Four new species of legless lizard have been hiding in plain sight in gritty parts of southern California, including a railroad track, vacant city lots, oilfields, and even an airport runway, a new study says.
Researchers don’t know much about the unusual reptiles—which can grow up to 8 inches (20 centimeters) long—mostly because they live underground and eat insects and larvae in the soil. (Also see “Blind, Legless Lizard Discovered—New Species.”)A. grinnelli is distinguished by its purple belly. Photograph courtesy James Parham
Scientists James Parham and Theodore Papenfuss were searching industrial areas of southern California’s San Joaquin Valley for individuals of a known species, the California legless lizard (Anniella pulchra) when they stumbled across the four new species.
Unlike the banana yellow hue of the California legless lizard, three of the new species come in a rainbow of colors: The purple-bellied A. grinnelli; the silver-bellied A. alexanderae, and A. campi, which has two dark stripes with a broad yellow stripe on its side. Another yellow-bellied species, A. stebbinsi, looks identical to A. pulchra and was found under leaf litter in protected dunes near Los Angeles International Airport.

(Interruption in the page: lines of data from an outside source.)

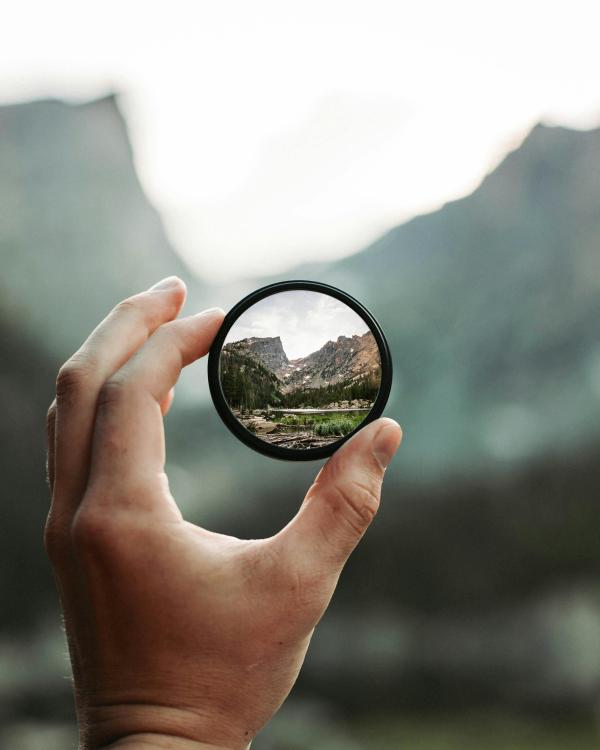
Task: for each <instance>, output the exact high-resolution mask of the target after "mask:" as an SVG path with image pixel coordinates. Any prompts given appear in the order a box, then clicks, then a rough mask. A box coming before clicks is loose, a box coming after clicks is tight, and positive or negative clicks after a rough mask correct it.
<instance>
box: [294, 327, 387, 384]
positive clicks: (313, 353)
mask: <svg viewBox="0 0 600 750" xmlns="http://www.w3.org/2000/svg"><path fill="white" fill-rule="evenodd" d="M380 368H381V360H380V357H379V348H378V346H377V342H376V341H375V337H374V336H373V334H372V333H371V332H370V331H367V333H365V334H363V335H362V336H359V335H354V336H351V337H348V336H338V338H337V340H336V341H328V342H327V343H326V344H324V345H323V346H322V347H321V348H320V349H319V350H318V351H316V352H313V353H312V354H309V355H308V356H306V357H302V358H300V359H294V360H292V361H291V362H289V363H288V364H287V365H286V366H285V367H284V368H283V369H282V370H281V373H280V378H282V379H283V381H284V383H285V389H284V390H286V391H291V390H294V389H296V388H300V387H301V388H321V387H323V386H327V385H336V384H338V383H352V382H356V381H358V380H361V379H364V378H369V377H376V376H378V374H379V373H380Z"/></svg>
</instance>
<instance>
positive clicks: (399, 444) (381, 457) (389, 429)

The four species were named after well-known University of California, Berkeley, scientists.
“You come through this area and see heavy development and you don’t think, ‘there are new species here.’ You think that about the Amazon rain forest,” said Parham, of California State University in Fullerton.

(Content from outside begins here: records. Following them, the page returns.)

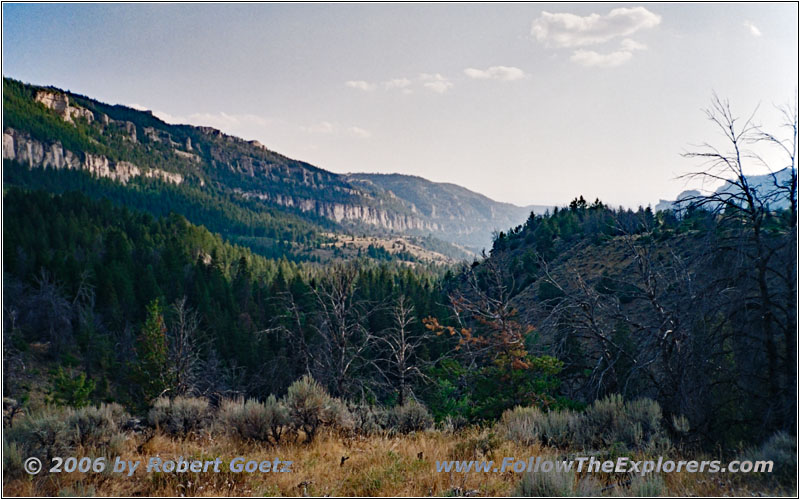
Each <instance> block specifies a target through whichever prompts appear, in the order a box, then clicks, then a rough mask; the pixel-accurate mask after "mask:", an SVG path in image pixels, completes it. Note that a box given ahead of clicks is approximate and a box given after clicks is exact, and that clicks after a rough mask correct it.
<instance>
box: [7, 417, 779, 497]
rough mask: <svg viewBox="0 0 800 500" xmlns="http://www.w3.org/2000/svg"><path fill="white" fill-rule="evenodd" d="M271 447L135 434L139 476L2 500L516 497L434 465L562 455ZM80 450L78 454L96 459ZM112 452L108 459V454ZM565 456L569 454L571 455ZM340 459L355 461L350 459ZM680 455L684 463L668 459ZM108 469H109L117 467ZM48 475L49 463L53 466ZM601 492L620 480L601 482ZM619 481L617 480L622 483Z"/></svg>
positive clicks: (112, 480) (617, 495)
mask: <svg viewBox="0 0 800 500" xmlns="http://www.w3.org/2000/svg"><path fill="white" fill-rule="evenodd" d="M302 441H303V439H302V437H301V439H298V442H297V443H287V444H282V445H280V446H277V447H265V446H261V445H256V444H246V443H242V442H240V441H238V440H235V439H231V438H228V437H225V436H223V437H218V436H214V435H211V434H209V433H205V434H202V435H197V436H193V437H190V438H187V439H178V438H171V437H168V436H165V435H162V434H160V433H156V434H154V435H153V436H152V437H150V438H147V437H146V436H143V435H131V436H129V438H128V440H127V442H126V443H125V445H124V446H123V451H122V452H121V453H120V456H121V458H122V459H124V460H139V461H141V465H140V466H139V469H138V470H137V471H136V473H135V474H134V475H133V476H130V477H129V476H126V475H124V474H114V473H110V472H105V473H101V474H92V473H88V474H83V473H71V474H66V473H60V474H50V473H46V472H42V473H40V474H39V475H38V476H36V477H34V478H32V479H31V478H29V477H26V478H23V479H16V480H11V481H8V482H5V483H4V484H3V495H4V496H56V495H59V494H61V495H65V494H67V495H70V496H76V495H96V496H305V495H309V496H454V495H459V494H464V493H465V492H468V494H469V495H470V496H508V495H511V494H513V493H514V490H515V488H516V486H517V484H518V483H519V481H520V480H521V475H519V474H516V473H513V472H506V473H476V472H472V473H468V474H463V473H438V472H436V467H435V461H436V460H453V459H461V460H473V459H475V460H495V461H496V462H499V461H501V460H502V458H503V457H504V456H514V457H526V458H527V457H529V456H537V455H549V456H559V452H558V450H553V449H543V448H541V447H539V446H538V445H533V446H524V445H521V444H519V443H516V442H512V441H509V440H507V439H505V438H501V437H498V436H495V435H493V434H491V432H490V431H489V430H480V429H468V430H465V431H462V432H460V433H458V434H448V433H442V432H438V431H427V432H420V433H416V434H411V435H406V436H395V437H390V436H374V437H369V438H358V437H356V438H354V437H346V436H341V435H338V434H336V433H333V432H323V433H321V434H319V435H318V437H317V439H315V440H314V442H313V443H311V444H302ZM92 455H95V454H93V453H87V452H85V451H82V450H77V451H76V456H92ZM107 456H108V455H107ZM153 456H159V457H161V458H163V459H165V460H168V459H173V458H178V457H184V458H185V459H187V460H213V459H214V458H216V457H221V458H222V460H223V465H222V467H221V472H219V473H213V472H206V473H203V472H201V473H180V474H167V473H147V472H145V471H144V468H145V466H146V463H147V459H148V458H150V457H153ZM236 456H243V457H245V458H246V459H248V460H257V461H262V460H269V461H272V460H273V459H275V458H276V457H277V458H280V459H281V460H292V461H293V462H294V463H293V464H292V472H291V473H272V472H267V473H261V472H255V473H239V474H236V473H232V472H230V471H229V470H228V464H229V462H230V460H231V459H233V458H234V457H236ZM560 456H564V455H563V453H562V454H561V455H560ZM342 457H349V458H348V459H346V460H345V461H344V463H342ZM670 458H677V457H670ZM109 468H110V467H109ZM45 469H47V466H45ZM663 477H664V481H665V483H666V489H667V491H668V494H669V495H670V496H676V495H677V496H730V495H736V496H751V495H756V496H761V495H770V496H774V495H780V494H788V493H787V492H781V491H775V490H769V489H763V487H762V488H759V487H757V486H758V484H759V483H753V484H754V485H755V486H748V485H747V484H746V481H743V480H744V479H745V476H740V477H732V476H728V475H724V474H713V475H712V474H688V473H677V474H667V475H664V476H663ZM597 479H598V481H599V484H600V486H605V485H609V484H613V483H614V482H615V478H611V477H602V476H598V477H597ZM616 480H618V478H616ZM602 494H603V495H608V496H618V495H630V494H631V492H630V490H629V489H628V488H626V487H624V486H622V487H613V486H612V487H606V489H605V490H604V491H602Z"/></svg>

“But here you can show there is a purple bellied lizard that had been separated from other lizards by millions of years in the city limits of Bakersfield,” he said.
“It sounds ridiculous, but it’s real.”
The find didn’t happen overnight. The researchers had spent years creating mini-habitats to attract the already known, snake-like species.

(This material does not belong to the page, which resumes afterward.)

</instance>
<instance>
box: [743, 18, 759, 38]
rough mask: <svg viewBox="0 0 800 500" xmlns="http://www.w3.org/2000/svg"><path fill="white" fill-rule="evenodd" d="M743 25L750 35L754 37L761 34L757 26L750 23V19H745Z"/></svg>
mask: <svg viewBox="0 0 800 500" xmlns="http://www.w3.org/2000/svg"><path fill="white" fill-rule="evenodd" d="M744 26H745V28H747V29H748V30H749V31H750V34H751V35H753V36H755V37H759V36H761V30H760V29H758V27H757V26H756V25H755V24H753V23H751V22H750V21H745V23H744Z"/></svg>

That meant getting permission to set up an experiment, lugging pieces of plywood or cardboard out to patches of sandy or loamy soil, laying them down, and hoping that some legless lizards would find the damp, dark spaces underneath appealing.
“You can’t say, ‘Hey I want to study lizards, put some in a sack, and you’re outta there in a couple hours,” said Parham, whose study was published in September in the journal Breviora, a publication of the Museum of Comparative Zoology at Harvard University.
After a few months with their “habitats” deployed, the team would return, lift the covers, rake the soil gently, and sometimes catch lizards unawares. (Watch a video of a lizard that squirts blood from its eyes.)
The next step, Parham said, is to figure out how widespread the new species are in California. The California legless lizard is a species of special concern in the state, and the scientists want to know if the newfound species are also at risk.
Overall, the legless lizard “is a very mysterious creature,” he said, “and this research has really brought it into the public eye.”